How to use barrier for thread synchronization

You have four workers processing chunks of a video frame. Each worker finishes at a different speed. If you render the frame before everyone is done, you get a glitched mess. If you wait for the slowest one manually, you waste CPU cycles spinning. You need a gate that stays shut until every worker arrives, then opens all at once. That is what std::sync::Barrier does.

The revolving door analogy

Think of a barrier like a revolving door in a secure building. The door won't turn until exactly four people step into the slots. Three people can stand there forever, but the door stays locked. The moment the fourth person arrives, the mechanism engages, the door spins, and everyone moves to the next room simultaneously.

The barrier tracks how many threads have arrived. It blocks each thread until the count matches the total. Then it releases them all. The barrier doesn't care about the order. It only cares about the count.

Minimal example

use std::sync::{Arc, Barrier};
use std::thread;

fn main() {
    // Create a barrier for 4 threads.
    // The barrier lives on the heap via Arc so threads can share it.
    let barrier = Arc::new(Barrier::new(4));

    let mut handles = vec![];

    // Spawn 4 threads, each getting a clone of the Arc.
    for i in 0..4 {
        // Convention: Use Arc::clone to signal pointer cloning, not deep cloning.
        let b = Arc::clone(&barrier);
        let handle = thread::spawn(move || {
            println!("Thread {i} is working...");
            
            // Block here until all 4 threads call wait().
            b.wait();
            
            println!("Thread {i} passed the barrier!");
        });
        handles.push(handle);
    }

    // Wait for threads to finish.
    for h in handles {
        h.join().unwrap();
    }
}

The community prefers Arc::clone(&barrier) over barrier.clone().
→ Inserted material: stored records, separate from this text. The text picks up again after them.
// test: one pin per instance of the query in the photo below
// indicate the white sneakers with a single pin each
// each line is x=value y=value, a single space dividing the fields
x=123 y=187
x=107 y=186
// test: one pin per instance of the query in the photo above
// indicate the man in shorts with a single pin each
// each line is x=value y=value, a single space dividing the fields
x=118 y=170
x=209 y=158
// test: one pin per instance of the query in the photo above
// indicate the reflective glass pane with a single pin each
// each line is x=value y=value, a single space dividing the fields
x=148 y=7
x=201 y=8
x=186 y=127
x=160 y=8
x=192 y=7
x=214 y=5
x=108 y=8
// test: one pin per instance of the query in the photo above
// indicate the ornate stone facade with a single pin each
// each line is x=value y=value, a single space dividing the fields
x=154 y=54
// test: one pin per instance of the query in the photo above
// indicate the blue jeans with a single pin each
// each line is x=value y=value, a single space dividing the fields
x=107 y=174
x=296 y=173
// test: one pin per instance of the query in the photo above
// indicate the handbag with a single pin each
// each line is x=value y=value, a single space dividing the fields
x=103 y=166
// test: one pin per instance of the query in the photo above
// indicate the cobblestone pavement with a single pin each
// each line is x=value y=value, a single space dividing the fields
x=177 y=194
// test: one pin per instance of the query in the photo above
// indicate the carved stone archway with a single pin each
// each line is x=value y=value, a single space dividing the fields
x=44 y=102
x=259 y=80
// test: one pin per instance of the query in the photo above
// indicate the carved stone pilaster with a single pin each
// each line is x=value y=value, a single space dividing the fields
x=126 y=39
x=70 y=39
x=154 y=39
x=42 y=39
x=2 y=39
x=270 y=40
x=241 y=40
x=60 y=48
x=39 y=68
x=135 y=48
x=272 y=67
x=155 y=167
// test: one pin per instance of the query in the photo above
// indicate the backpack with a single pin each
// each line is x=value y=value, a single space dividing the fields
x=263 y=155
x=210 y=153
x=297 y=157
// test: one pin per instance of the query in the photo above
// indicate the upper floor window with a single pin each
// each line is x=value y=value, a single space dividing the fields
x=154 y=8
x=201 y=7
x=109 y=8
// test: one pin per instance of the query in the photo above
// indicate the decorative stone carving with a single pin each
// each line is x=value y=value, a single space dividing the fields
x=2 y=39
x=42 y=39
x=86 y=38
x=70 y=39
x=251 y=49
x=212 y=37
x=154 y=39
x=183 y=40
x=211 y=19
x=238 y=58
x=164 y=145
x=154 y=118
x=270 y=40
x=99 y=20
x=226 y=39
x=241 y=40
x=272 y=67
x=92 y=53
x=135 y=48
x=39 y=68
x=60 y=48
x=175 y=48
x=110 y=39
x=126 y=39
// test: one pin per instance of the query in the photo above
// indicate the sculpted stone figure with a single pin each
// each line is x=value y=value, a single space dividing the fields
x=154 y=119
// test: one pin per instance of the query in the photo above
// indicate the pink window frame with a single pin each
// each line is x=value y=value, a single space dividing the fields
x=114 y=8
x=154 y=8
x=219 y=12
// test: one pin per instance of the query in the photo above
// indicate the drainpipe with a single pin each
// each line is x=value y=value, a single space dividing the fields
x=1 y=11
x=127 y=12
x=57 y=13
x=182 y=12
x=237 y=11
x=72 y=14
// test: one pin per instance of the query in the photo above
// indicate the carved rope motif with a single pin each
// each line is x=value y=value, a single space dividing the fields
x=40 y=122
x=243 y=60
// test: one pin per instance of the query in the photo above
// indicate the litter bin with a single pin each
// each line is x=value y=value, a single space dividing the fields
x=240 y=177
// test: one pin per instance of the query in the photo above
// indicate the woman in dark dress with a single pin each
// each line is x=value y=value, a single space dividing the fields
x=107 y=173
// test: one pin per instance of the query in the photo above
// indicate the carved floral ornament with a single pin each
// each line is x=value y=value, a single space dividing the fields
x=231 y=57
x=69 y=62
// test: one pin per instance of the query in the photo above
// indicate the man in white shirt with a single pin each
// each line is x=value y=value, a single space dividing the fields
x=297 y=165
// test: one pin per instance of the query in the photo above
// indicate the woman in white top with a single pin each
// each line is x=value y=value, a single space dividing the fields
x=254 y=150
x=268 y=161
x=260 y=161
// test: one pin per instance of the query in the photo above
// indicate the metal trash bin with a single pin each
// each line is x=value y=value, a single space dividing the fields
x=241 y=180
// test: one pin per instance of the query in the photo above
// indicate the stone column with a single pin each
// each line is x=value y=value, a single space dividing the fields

Both compile, but the explicit form signals to readers that you are cloning the smart pointer, not the underlying data. It prevents confusion with deep clones.

What happens at runtime

When you call Barrier::new(4), the barrier allocates internal state and sets a target count of four. Each thread calls wait(). The first three threads to arrive park themselves. They stop executing and release the CPU. The operating system can schedule other tasks.

The fourth thread arrives, sees the count is full, and wakes up the other three. All four threads return from wait() and continue execution. The return value of wait() is a BarrierWaitResult. This struct tells you which thread is the "leader" for this round. The leader thread gets a BarrierWaitResult where is_leader() returns true. The others get false.

Trust the barrier to wake everyone up. You don't need to manage the wake-up logic.

Realistic example: Two-phase computation

Barriers shine in pipelines where threads do independent work, then need to synchronize before a shared phase. The leader pattern lets you avoid a Mutex for post-barrier work.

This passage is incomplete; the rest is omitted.